Used as furniture storage for 30 years, the tiny apartment in Stockholm has been renovated into a two-part daylit home with generous spaces. Architect Karin Matz redesigned the HB6B apartment in a way that preserves its history but allows all the functions of a modern-day home. Flip through our gallery to see images of the remarkable transformation.
The space was going through a phase of dilapidation prior to its renovation- wallpaper was half removed, the kitchen faucet and tiles were sticking out of a wall, the bathroom was inhabited by rats, and there was no electricity. Utilization of the space has become imperative, especially considering Stockholm’s enormous housing shortage. With every square meter increasing in price by the minute, the small apartment on Heleneborgsgatan became a property worth investing in.
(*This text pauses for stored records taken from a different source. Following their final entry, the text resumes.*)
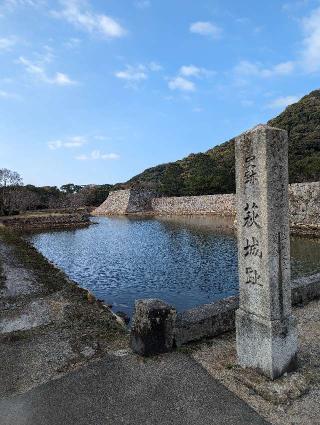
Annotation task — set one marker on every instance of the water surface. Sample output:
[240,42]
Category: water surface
[186,261]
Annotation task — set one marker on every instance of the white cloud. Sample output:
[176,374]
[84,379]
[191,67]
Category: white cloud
[183,80]
[194,71]
[206,28]
[133,73]
[311,42]
[72,43]
[78,13]
[70,142]
[247,68]
[11,5]
[282,102]
[61,79]
[155,67]
[7,43]
[97,155]
[37,69]
[7,95]
[143,4]
[183,84]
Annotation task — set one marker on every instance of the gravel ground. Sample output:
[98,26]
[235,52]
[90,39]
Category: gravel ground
[48,324]
[293,399]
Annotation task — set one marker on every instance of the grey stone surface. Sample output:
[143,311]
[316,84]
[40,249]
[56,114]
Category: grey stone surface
[185,205]
[266,330]
[304,203]
[214,319]
[205,321]
[127,201]
[172,389]
[152,329]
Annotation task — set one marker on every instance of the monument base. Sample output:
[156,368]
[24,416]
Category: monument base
[269,346]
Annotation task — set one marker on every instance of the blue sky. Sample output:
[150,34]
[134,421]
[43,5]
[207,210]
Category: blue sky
[95,91]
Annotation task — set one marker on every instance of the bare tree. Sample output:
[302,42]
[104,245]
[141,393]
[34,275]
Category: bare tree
[9,182]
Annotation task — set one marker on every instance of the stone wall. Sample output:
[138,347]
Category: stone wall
[304,200]
[46,221]
[184,205]
[129,201]
[204,321]
[116,203]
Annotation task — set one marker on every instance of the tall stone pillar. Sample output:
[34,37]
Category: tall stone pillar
[266,330]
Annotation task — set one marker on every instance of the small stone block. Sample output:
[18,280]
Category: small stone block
[153,326]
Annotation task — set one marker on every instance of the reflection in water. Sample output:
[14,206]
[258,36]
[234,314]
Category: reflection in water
[186,261]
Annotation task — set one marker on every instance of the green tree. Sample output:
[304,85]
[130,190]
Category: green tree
[172,183]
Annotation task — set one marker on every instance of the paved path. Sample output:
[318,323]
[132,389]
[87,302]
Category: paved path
[171,389]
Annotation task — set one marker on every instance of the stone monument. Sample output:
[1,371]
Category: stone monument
[266,329]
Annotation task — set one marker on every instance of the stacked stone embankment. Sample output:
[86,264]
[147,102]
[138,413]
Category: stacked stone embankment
[304,205]
[46,221]
[184,205]
[128,201]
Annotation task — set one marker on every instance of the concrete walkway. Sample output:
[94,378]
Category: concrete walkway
[170,389]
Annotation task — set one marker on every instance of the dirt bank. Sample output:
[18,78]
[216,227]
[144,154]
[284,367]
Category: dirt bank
[48,324]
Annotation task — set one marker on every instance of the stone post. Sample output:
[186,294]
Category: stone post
[153,327]
[266,330]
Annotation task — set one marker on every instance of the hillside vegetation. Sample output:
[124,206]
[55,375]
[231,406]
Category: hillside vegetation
[214,171]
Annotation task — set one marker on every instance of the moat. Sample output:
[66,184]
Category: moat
[186,261]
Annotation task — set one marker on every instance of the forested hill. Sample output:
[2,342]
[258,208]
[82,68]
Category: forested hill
[214,171]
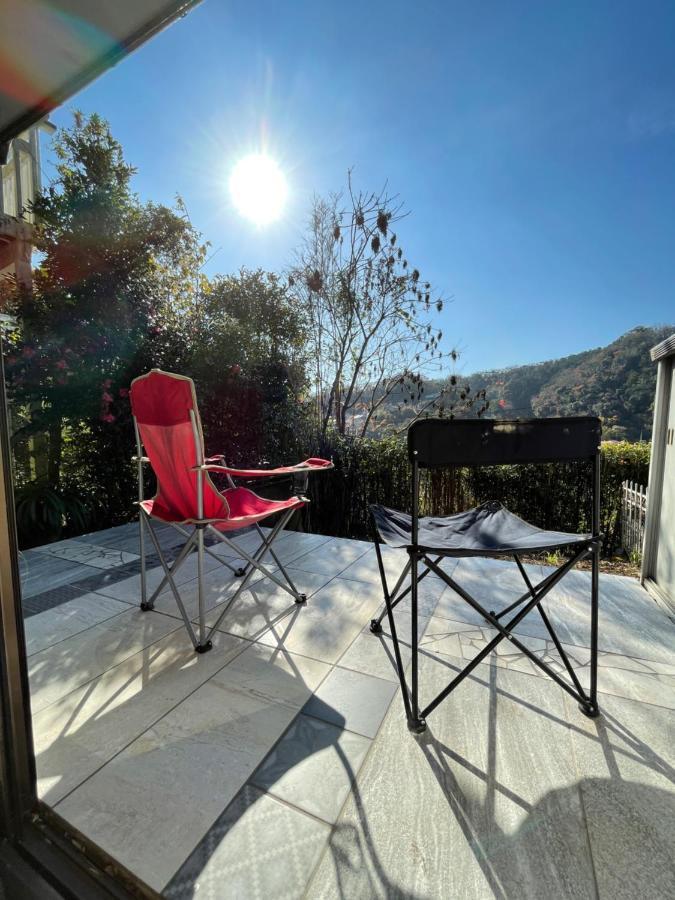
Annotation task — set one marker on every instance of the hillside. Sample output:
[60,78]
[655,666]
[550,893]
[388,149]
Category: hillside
[615,382]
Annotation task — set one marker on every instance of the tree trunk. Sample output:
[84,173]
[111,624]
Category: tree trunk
[55,451]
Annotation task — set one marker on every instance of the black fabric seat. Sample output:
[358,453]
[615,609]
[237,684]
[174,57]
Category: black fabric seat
[489,529]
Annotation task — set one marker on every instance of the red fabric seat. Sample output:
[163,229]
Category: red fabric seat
[245,508]
[165,409]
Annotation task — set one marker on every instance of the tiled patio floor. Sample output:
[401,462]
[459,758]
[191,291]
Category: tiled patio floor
[280,765]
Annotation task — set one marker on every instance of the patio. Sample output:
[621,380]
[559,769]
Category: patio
[280,764]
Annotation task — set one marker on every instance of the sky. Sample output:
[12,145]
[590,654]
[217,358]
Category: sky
[533,145]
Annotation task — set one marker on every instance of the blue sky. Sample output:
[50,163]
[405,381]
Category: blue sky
[533,143]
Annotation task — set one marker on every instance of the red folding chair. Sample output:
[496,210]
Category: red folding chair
[169,437]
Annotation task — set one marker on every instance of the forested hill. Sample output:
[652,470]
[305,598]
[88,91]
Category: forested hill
[616,382]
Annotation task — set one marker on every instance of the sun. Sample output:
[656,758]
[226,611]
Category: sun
[258,188]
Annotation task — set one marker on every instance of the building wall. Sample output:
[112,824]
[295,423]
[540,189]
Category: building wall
[19,183]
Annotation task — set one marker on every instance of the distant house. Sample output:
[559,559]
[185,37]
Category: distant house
[658,564]
[20,181]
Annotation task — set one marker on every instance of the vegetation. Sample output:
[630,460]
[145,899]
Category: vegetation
[118,290]
[370,315]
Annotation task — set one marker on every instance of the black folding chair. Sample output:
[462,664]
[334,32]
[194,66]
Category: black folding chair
[489,530]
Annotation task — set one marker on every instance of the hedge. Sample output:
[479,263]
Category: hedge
[553,495]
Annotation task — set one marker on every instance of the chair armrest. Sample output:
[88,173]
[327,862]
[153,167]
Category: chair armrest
[309,465]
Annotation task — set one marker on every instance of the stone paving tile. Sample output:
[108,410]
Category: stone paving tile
[352,700]
[257,848]
[90,554]
[150,805]
[83,730]
[626,772]
[313,766]
[40,572]
[69,618]
[61,668]
[38,603]
[484,804]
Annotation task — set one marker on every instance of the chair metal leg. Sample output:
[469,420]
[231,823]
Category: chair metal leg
[591,709]
[416,723]
[299,598]
[394,636]
[141,548]
[169,574]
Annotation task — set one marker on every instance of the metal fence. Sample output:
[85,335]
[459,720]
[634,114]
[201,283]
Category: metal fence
[633,514]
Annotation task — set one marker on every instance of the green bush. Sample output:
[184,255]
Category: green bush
[553,495]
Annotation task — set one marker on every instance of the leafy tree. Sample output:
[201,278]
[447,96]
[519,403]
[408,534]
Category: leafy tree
[248,361]
[115,278]
[370,314]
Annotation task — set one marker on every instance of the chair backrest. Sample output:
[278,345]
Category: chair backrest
[165,411]
[433,443]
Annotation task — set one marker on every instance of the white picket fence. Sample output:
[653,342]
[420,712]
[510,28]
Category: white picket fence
[633,514]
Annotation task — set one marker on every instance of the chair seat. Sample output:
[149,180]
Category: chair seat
[245,506]
[486,530]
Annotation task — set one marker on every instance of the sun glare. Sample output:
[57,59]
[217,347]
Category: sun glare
[258,188]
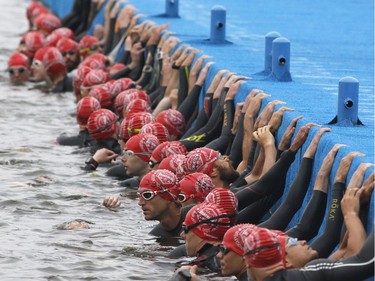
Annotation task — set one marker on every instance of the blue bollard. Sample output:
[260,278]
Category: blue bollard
[281,60]
[218,24]
[171,8]
[270,36]
[347,106]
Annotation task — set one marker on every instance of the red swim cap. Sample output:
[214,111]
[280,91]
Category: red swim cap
[101,93]
[102,124]
[136,105]
[133,123]
[47,23]
[65,32]
[40,53]
[66,45]
[121,85]
[157,129]
[168,148]
[95,77]
[31,7]
[53,62]
[164,181]
[52,39]
[142,143]
[262,248]
[78,78]
[85,107]
[34,40]
[116,67]
[217,221]
[196,185]
[174,163]
[18,59]
[234,238]
[86,43]
[225,199]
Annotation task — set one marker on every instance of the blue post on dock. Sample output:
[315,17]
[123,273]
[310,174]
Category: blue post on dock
[171,8]
[270,36]
[347,105]
[218,24]
[281,60]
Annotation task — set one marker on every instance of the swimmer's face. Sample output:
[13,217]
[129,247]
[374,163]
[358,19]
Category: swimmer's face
[153,206]
[134,166]
[18,74]
[193,243]
[38,71]
[230,262]
[71,59]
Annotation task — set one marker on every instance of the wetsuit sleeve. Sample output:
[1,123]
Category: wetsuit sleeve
[235,154]
[273,179]
[155,95]
[178,252]
[109,45]
[84,17]
[255,212]
[137,71]
[312,217]
[293,201]
[226,136]
[202,117]
[121,73]
[125,57]
[191,101]
[328,240]
[77,140]
[358,267]
[211,130]
[183,75]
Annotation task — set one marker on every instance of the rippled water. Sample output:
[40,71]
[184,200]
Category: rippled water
[42,186]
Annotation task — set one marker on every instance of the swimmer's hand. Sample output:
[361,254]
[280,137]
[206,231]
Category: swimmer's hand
[111,202]
[187,272]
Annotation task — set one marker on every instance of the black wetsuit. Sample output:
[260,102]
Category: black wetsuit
[117,171]
[358,267]
[294,199]
[224,142]
[110,143]
[159,231]
[65,85]
[211,130]
[271,182]
[77,19]
[190,103]
[83,139]
[235,154]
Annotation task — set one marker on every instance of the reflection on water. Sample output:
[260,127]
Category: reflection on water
[45,194]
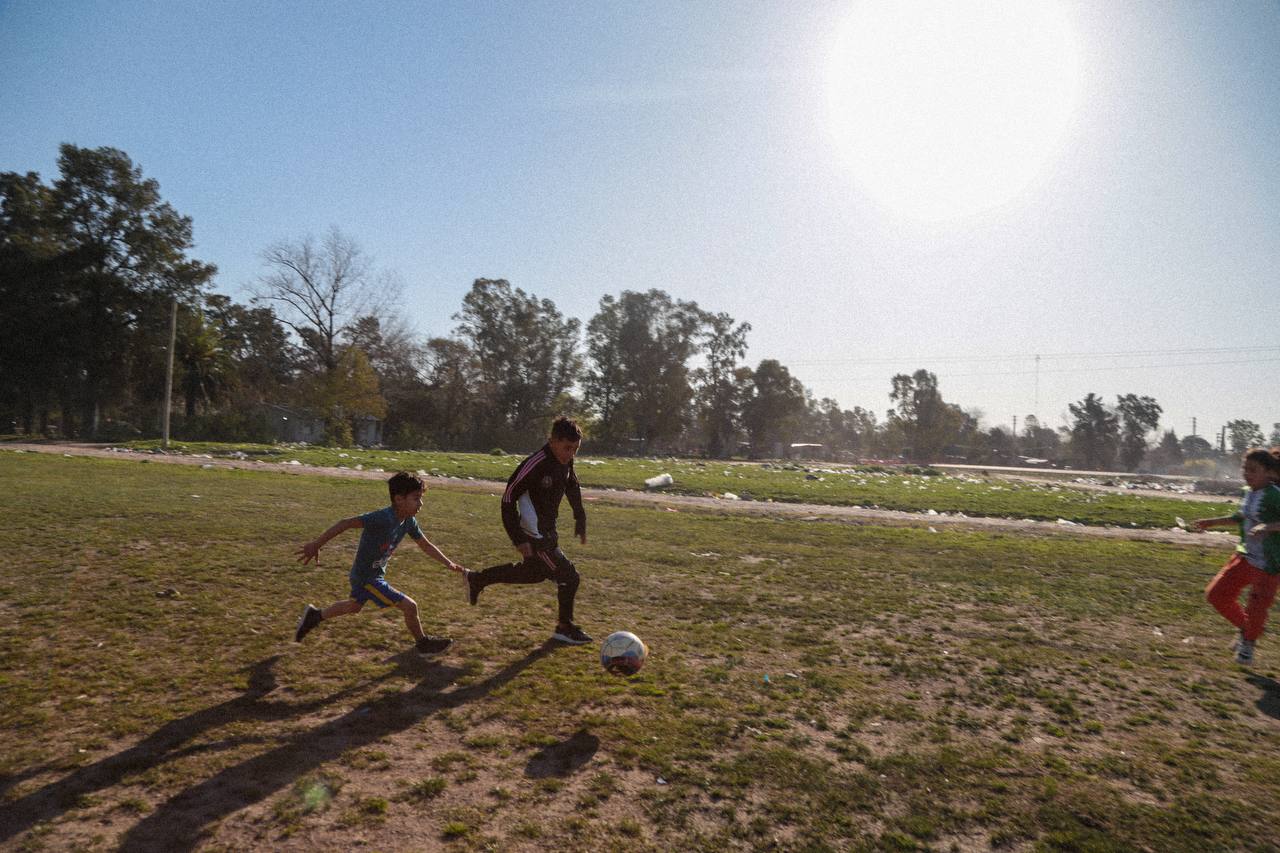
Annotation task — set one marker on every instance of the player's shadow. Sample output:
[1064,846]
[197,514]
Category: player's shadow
[1269,702]
[167,743]
[565,757]
[179,822]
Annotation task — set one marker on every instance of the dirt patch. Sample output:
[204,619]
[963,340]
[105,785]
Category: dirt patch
[681,502]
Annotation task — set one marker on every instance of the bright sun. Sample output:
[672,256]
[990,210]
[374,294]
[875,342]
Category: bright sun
[945,108]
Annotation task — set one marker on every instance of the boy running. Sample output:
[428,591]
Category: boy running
[1256,562]
[529,510]
[380,532]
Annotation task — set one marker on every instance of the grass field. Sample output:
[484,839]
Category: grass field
[813,685]
[795,483]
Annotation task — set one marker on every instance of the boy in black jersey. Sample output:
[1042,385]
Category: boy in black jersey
[529,509]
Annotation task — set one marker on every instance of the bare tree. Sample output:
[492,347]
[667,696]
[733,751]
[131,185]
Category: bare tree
[323,287]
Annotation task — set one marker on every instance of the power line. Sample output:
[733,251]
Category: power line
[1095,369]
[1029,356]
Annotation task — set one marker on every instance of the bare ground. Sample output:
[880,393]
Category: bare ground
[694,503]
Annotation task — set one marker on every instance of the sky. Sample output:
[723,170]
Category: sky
[876,188]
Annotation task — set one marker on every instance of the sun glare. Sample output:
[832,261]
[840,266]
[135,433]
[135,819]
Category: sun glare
[946,108]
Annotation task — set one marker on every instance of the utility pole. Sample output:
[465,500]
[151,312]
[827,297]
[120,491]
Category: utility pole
[168,372]
[1036,410]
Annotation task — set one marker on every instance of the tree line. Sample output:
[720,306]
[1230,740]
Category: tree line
[91,264]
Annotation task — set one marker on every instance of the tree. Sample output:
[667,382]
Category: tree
[1095,433]
[1243,434]
[1196,447]
[346,393]
[717,391]
[257,343]
[323,286]
[638,378]
[525,354]
[82,263]
[33,345]
[1169,454]
[926,422]
[775,407]
[1037,441]
[137,245]
[1138,415]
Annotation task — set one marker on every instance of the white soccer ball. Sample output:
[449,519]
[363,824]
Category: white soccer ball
[624,653]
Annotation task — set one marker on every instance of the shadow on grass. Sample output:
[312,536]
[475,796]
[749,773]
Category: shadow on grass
[165,743]
[179,822]
[563,758]
[1269,702]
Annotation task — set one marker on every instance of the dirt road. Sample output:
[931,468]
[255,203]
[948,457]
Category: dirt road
[681,502]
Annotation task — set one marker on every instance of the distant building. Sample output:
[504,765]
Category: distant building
[298,425]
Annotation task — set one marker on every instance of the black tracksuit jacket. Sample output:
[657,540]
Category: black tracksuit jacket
[544,482]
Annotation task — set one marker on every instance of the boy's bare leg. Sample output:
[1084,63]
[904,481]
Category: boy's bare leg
[410,609]
[341,609]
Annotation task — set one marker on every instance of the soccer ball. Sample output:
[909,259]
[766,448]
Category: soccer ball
[624,653]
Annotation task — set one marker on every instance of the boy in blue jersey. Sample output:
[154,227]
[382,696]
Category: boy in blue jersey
[530,507]
[1256,564]
[380,532]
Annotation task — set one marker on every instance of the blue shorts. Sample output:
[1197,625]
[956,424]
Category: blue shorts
[379,592]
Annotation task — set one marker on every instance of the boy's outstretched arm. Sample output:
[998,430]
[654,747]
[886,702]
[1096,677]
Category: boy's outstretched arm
[311,550]
[574,492]
[435,553]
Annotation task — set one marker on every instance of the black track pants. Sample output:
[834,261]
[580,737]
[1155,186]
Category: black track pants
[543,565]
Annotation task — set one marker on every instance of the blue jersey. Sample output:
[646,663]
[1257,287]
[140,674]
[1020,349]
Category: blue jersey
[378,541]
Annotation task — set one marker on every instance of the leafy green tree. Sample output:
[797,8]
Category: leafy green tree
[82,263]
[1243,434]
[265,360]
[927,423]
[33,342]
[346,393]
[716,387]
[1194,447]
[1138,416]
[775,407]
[1038,441]
[525,354]
[638,381]
[1095,433]
[135,246]
[1169,454]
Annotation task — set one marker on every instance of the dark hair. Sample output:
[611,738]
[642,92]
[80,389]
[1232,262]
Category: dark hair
[405,483]
[1266,459]
[566,428]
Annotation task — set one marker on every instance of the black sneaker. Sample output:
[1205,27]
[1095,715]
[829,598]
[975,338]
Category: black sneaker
[1244,652]
[472,580]
[433,644]
[310,619]
[571,634]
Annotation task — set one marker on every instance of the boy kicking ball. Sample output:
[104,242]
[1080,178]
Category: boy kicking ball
[1256,564]
[530,506]
[380,532]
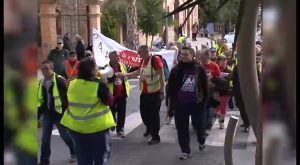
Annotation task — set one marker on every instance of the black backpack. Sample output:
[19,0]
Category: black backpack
[165,67]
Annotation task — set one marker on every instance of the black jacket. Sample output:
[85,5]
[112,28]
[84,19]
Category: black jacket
[62,91]
[176,79]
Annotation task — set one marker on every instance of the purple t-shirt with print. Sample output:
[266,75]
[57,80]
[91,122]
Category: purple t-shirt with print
[187,93]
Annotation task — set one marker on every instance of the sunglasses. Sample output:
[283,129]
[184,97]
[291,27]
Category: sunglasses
[44,68]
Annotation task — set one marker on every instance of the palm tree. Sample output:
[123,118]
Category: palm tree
[246,27]
[150,18]
[132,34]
[117,10]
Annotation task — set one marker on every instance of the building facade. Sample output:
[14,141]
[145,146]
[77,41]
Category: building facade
[57,17]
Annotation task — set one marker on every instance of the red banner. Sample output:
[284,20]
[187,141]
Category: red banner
[130,58]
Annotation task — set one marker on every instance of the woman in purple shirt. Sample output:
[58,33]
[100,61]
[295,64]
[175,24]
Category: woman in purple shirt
[188,91]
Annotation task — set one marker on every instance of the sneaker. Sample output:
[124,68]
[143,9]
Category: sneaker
[246,129]
[146,134]
[184,156]
[121,134]
[112,129]
[206,134]
[152,141]
[72,159]
[221,125]
[169,119]
[201,147]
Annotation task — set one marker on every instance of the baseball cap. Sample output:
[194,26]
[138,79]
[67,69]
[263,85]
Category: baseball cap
[221,57]
[72,53]
[60,41]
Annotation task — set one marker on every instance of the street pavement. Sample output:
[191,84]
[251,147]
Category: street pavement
[133,149]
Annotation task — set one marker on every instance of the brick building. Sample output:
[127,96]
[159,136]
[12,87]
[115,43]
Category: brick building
[56,17]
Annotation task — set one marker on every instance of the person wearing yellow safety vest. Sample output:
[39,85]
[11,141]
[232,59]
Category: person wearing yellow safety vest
[120,89]
[152,86]
[226,75]
[88,116]
[181,39]
[52,95]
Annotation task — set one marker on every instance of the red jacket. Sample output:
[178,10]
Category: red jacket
[71,72]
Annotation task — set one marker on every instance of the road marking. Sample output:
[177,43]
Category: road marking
[216,136]
[132,86]
[55,132]
[132,121]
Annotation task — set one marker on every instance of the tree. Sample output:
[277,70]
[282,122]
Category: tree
[150,18]
[132,34]
[246,27]
[117,10]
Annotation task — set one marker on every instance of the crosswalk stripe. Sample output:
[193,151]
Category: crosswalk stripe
[132,86]
[168,133]
[132,121]
[217,136]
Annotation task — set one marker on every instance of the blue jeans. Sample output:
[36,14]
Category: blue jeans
[92,149]
[47,125]
[182,116]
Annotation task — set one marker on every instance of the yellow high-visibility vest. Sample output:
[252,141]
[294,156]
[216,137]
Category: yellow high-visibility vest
[86,113]
[218,49]
[57,99]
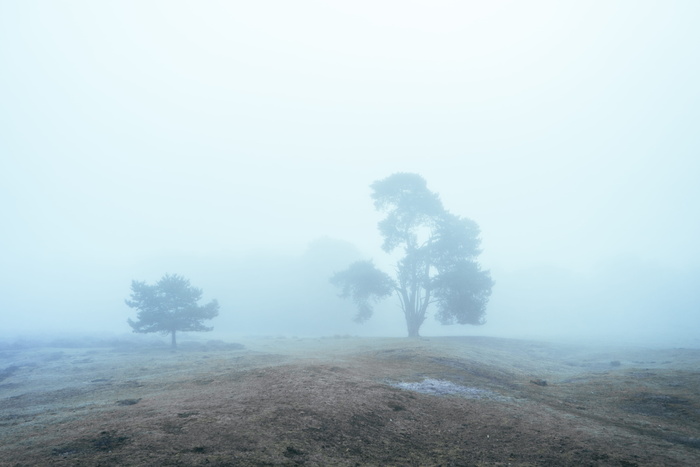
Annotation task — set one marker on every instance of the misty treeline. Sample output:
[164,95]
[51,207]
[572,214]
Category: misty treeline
[438,267]
[169,306]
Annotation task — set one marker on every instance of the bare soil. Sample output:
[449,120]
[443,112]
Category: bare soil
[350,401]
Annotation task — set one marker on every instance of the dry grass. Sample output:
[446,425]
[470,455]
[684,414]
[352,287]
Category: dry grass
[336,402]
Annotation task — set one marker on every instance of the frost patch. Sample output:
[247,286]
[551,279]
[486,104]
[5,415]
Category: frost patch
[438,387]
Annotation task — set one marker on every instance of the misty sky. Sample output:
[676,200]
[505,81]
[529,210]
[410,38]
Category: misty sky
[135,130]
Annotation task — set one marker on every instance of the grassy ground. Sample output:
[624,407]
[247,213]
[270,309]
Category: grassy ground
[341,402]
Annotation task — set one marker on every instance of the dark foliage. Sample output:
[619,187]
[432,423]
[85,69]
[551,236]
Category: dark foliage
[169,306]
[439,258]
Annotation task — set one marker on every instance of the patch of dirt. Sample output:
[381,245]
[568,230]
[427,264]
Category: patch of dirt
[318,402]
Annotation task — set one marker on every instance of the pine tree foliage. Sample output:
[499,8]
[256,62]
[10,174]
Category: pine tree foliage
[439,264]
[169,306]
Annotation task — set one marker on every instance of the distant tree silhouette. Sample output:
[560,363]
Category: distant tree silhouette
[438,266]
[169,306]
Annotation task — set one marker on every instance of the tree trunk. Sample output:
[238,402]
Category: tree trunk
[413,324]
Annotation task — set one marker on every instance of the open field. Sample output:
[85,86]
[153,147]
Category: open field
[350,401]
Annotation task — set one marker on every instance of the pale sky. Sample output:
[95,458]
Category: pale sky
[569,131]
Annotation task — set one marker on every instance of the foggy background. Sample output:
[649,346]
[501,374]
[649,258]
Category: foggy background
[234,143]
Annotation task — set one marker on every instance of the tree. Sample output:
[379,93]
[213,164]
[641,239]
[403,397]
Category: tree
[169,306]
[438,265]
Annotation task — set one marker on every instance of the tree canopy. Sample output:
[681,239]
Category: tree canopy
[439,263]
[169,306]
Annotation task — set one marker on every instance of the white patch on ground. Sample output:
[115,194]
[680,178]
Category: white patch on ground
[438,387]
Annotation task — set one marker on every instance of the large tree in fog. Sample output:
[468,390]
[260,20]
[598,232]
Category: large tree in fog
[438,263]
[169,306]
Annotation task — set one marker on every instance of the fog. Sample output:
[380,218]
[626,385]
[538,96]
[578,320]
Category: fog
[234,143]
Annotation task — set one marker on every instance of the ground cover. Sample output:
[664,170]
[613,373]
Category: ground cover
[349,401]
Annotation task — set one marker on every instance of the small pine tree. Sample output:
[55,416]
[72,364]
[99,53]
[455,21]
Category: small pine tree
[169,306]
The renovated 36sqm apartment is divided into two parts. One was designed as a single structure, based on the IKEA kitchen units. This part of the apartment was completely redone, with electricity inside the walls and surfaces repainted to reflect light. It comprises a bedroom, kitchen, wardrobe and storage area all in one.
The second part resembles the previous organization of the apartment. Less noticeable work-such as filling in the holes, painting, repairing loose wallpaper and adding electrical cables and outlets, brought this part of the space back to life and created a more airy atmosphere, with the bathroom as the connection between two parts.